Know that you are not to blame - children do not tear families apart - that is a choice that grownups make - it is NEVER the childs fault - that your sister blames you is her problem (not yours) - you cannot change her - I would not even waste my effort trying - just know that YOU are NOT to blame for what happened in the family - take care of YOU and let her go her own way...

I am in great hopes that somehow, in some way, that another picture of the family will come to you somehow through another relative...

TJ jeff
 
It never ceases to amaze me that some people treat their own flesh and blood in ways they would never treat a stranger, or a dog.

It is often the case that the violations get worse as these people get older. They're bullies, they hold grudges for decades, and they twist the facts to suit their own egos.

I'd avoid this person if I could. If you have to deal with her, then let her know what you think of this. Demand an explanation.

The worst thing to do is to let anything go by. Tell her off, tell her to go to hell, tell her she sucks.

If you let it go by, she will think of you as a doormat, or less.

If you let it go by, she will eventually believe it never happened, or it didn't matter, or it's just "OLD NEWS", and "Why the hell didn't YOU say something when it happened?"

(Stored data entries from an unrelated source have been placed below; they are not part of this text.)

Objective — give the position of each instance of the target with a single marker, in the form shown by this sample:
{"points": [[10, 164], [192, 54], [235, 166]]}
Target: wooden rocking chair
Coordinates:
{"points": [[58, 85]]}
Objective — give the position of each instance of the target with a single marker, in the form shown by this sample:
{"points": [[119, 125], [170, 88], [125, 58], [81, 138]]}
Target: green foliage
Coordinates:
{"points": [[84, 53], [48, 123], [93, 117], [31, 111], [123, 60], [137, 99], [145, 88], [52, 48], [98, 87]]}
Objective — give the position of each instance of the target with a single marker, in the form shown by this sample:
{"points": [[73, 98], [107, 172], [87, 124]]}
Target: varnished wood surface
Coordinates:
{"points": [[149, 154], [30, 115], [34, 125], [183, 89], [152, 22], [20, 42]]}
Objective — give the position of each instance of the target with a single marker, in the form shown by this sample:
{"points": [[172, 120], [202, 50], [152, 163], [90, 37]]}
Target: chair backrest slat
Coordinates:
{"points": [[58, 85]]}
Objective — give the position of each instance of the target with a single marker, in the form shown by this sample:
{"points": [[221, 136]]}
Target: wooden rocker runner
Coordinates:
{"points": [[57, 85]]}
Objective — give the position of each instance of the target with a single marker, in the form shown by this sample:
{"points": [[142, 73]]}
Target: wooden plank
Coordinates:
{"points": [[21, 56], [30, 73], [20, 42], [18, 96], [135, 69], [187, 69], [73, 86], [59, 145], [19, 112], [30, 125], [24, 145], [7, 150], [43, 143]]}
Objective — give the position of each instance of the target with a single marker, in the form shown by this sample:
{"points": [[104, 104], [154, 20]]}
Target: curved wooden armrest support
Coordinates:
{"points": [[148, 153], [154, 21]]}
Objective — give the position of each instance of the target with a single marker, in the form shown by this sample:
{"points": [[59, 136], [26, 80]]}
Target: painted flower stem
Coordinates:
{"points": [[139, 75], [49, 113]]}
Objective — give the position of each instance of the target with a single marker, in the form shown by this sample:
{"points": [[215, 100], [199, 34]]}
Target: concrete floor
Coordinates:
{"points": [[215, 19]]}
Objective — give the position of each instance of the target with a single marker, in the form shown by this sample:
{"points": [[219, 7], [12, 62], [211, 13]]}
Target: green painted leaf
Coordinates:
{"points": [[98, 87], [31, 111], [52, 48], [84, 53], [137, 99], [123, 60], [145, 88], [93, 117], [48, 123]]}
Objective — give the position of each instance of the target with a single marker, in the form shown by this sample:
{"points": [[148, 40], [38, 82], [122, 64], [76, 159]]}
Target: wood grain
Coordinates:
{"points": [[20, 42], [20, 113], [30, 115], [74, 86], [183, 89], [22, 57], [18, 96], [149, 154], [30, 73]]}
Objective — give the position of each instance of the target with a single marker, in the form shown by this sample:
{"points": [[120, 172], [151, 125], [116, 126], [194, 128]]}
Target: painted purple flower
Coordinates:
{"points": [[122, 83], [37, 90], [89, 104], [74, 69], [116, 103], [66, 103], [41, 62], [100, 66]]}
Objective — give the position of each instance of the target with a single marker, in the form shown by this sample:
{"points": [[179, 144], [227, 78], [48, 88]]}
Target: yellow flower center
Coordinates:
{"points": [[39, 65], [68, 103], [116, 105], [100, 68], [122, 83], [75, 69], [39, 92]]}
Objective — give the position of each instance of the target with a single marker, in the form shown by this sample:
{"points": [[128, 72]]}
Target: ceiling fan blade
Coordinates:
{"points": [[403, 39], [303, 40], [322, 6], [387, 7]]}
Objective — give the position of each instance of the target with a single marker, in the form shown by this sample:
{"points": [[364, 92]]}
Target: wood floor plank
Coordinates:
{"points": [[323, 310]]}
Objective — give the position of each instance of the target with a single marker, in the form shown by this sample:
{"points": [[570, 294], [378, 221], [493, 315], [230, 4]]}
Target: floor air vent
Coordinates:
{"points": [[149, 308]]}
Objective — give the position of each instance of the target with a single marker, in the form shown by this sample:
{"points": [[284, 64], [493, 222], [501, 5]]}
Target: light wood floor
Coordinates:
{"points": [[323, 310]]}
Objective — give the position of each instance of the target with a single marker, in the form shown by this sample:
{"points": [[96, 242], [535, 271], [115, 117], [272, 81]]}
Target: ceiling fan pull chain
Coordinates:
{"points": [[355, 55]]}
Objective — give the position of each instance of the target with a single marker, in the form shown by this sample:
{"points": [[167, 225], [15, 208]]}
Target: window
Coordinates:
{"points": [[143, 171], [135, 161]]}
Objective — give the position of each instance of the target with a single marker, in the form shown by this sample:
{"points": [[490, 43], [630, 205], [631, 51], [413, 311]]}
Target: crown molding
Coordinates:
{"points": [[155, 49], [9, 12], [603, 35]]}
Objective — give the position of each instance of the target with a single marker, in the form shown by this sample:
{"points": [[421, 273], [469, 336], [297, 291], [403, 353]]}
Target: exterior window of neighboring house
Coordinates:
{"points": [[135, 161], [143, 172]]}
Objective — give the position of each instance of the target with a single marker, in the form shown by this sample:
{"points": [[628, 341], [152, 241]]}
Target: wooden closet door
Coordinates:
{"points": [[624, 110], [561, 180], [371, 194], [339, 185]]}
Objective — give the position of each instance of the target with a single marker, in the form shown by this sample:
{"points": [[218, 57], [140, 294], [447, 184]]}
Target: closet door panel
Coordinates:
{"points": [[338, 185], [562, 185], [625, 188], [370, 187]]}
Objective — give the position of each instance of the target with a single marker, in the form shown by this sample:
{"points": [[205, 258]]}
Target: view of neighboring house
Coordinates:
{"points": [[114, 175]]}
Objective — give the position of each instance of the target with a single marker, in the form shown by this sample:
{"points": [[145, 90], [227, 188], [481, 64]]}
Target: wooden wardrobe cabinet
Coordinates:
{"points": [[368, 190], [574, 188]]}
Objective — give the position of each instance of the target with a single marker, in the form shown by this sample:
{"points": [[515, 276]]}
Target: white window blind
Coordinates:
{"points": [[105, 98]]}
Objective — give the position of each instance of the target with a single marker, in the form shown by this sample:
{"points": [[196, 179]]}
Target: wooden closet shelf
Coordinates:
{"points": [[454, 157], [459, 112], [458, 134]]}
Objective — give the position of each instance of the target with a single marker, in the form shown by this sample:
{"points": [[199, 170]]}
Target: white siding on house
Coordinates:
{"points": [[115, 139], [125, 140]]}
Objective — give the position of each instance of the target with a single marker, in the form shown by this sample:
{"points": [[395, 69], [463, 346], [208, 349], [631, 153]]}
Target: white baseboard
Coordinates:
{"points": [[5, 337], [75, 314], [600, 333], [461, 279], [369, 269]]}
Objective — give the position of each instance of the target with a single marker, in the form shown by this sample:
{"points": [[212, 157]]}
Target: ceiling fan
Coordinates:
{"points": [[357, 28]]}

Oh, and she treats you like a child because emotionally she is a child, and probably has no idea how adults behave.
 
I think you have gotten some very good insight and advice here. I would agree, that she herself is very childish. I would add, perhaps you need to limit your communication with her more? She causes you pain, and you do not deserve more of that. I think part of self protection is purposely avoiding people who cause us pain. Try to protect yourself, and realize that her actions are about HER, not you. She is, I think, an immature idiot.